『医療現場の行動経済学 すれ違う医者と患者』 [編著]大竹文雄、平井啓
医療現場での患者の意思決定には心理面からさまざまなバイアスがかかり、合理的な選択ができるとは限らない。
「医療者と患者のすれ違い」を埋めるため、人間心理を重視する行動経済学の、医療への応用研究プロジェクトの成果をまとめたのが本書だ。
がん治療、高齢者医療など多様な応用例が紹介されるが、印象的なのは「ナッジ」(軽く肘〈ひじ〉でつつく)という手法だ。患者に働きかけて、よりよい「健康行動」へと導く。

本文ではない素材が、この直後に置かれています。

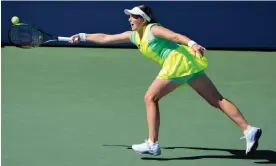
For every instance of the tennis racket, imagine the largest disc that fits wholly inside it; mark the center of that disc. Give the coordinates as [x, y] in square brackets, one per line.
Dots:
[28, 36]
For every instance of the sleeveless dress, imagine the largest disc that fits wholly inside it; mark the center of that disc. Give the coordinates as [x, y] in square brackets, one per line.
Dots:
[178, 62]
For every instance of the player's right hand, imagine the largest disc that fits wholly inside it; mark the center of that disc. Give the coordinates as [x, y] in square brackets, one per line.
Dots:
[75, 39]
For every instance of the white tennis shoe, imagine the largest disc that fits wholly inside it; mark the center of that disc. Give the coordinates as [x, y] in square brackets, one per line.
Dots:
[252, 136]
[147, 148]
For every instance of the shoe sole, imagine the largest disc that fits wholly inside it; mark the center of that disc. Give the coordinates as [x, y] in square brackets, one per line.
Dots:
[256, 143]
[153, 154]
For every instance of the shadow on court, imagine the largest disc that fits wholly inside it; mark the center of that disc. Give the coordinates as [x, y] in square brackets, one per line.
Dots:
[268, 155]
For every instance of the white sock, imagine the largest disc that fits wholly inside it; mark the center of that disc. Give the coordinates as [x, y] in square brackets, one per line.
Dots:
[247, 129]
[150, 141]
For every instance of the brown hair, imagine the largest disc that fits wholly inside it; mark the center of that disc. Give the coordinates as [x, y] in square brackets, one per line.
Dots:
[148, 11]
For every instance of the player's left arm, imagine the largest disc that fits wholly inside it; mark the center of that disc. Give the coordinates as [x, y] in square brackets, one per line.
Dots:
[162, 32]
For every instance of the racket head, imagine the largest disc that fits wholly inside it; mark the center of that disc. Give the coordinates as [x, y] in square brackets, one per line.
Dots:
[25, 36]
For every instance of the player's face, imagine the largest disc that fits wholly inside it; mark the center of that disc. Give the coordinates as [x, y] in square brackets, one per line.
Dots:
[136, 22]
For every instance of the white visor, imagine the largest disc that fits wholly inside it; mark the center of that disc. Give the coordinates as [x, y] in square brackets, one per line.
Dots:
[137, 11]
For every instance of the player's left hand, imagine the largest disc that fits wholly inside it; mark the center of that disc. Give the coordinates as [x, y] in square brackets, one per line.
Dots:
[198, 49]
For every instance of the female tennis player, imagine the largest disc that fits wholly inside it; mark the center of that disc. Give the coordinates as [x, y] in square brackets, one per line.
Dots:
[182, 61]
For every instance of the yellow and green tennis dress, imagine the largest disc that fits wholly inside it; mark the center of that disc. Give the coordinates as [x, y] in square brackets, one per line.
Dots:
[177, 61]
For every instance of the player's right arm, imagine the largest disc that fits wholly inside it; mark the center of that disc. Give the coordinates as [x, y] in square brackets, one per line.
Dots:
[101, 38]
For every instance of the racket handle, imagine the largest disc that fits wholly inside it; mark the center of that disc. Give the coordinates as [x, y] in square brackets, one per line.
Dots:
[64, 39]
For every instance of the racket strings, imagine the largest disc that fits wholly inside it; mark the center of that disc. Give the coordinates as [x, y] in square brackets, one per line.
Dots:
[26, 36]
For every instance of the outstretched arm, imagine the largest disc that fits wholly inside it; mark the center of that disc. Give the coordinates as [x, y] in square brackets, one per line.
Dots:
[162, 32]
[101, 38]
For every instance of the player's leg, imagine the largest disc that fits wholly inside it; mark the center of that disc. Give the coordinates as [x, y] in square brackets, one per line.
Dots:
[158, 89]
[204, 87]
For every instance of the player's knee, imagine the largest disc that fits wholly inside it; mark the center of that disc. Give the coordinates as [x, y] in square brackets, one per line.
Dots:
[149, 98]
[216, 102]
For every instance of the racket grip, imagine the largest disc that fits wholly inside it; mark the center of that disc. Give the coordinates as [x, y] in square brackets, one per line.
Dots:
[64, 39]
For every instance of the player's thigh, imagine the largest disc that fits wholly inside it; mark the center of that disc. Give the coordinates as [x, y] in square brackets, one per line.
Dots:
[205, 88]
[159, 88]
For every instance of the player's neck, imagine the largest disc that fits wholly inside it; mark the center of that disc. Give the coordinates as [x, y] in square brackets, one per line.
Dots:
[141, 31]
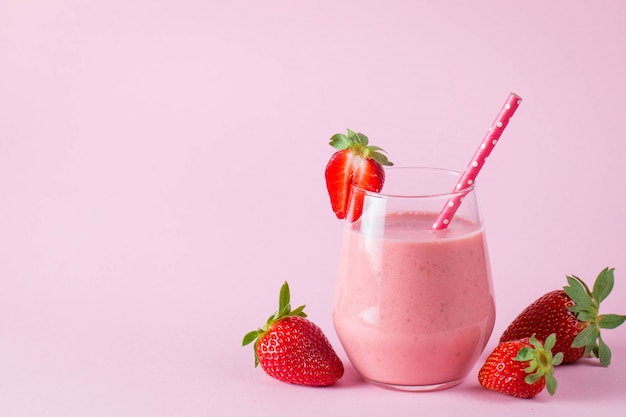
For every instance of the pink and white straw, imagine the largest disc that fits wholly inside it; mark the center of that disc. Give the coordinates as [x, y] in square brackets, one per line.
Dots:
[477, 162]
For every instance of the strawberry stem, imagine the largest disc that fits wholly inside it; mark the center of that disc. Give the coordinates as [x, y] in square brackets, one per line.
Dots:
[586, 308]
[284, 310]
[541, 363]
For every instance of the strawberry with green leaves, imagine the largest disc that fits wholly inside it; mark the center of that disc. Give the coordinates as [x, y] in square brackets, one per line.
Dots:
[573, 315]
[354, 164]
[293, 349]
[521, 368]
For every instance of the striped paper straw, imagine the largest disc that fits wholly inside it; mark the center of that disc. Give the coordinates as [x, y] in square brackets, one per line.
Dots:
[478, 160]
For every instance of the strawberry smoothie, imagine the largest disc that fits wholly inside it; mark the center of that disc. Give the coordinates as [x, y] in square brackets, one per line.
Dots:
[414, 307]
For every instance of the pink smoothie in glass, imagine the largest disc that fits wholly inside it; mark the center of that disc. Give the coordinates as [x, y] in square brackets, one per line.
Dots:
[414, 307]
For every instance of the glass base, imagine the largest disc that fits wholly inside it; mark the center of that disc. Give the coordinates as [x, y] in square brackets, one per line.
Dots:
[416, 388]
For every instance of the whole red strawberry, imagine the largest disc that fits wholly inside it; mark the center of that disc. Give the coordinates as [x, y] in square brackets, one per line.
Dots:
[521, 368]
[572, 314]
[293, 349]
[355, 164]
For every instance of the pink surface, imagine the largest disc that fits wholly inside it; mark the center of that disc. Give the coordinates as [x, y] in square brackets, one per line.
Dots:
[161, 174]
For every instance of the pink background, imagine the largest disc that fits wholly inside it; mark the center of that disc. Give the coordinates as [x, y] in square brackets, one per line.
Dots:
[161, 174]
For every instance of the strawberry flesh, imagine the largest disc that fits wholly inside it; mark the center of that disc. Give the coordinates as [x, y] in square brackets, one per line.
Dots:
[355, 168]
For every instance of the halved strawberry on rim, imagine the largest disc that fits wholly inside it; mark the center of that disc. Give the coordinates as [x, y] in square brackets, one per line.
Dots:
[354, 164]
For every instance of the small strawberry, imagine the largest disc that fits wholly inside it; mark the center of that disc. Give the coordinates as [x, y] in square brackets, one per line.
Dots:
[521, 368]
[354, 164]
[571, 313]
[293, 349]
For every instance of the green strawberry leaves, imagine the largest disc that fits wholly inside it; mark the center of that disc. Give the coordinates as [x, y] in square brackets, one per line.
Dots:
[358, 143]
[541, 363]
[586, 308]
[284, 310]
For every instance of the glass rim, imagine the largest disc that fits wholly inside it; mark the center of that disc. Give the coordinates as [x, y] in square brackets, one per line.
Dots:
[451, 172]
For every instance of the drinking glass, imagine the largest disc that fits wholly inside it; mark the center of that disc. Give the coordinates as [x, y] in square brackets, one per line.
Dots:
[413, 307]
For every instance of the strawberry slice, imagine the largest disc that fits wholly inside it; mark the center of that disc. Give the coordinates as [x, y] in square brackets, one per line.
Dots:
[355, 164]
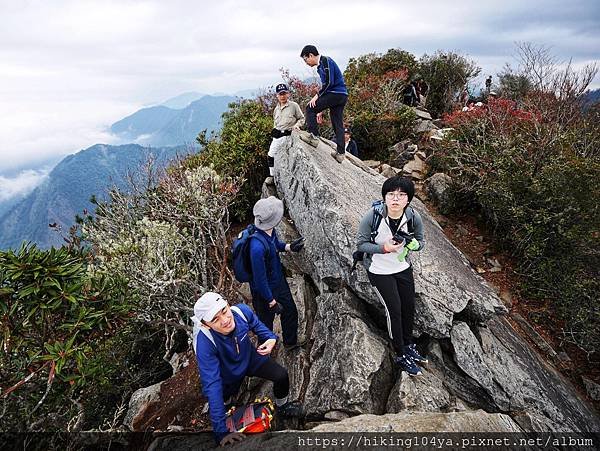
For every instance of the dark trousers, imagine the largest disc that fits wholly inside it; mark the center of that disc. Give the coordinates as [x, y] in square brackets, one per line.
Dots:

例えば、大腸がん検診を毎年受けてもらうにはどうすればいいか。東京都八王子市では前年の受診者に便検査キットを自動送付する仕組みを採用。対象を2群に分け、今年度も受診すれば来年度も送付する、しなければ来年度は送付しない、と2通りのメッセージをそれぞれに送った。
人には、利得より損失を大きく感じ、損失を避けようとする損失回避性がある。前者のメッセージは利得だが、後者は損失となり、こちらの方が受診率は高まった。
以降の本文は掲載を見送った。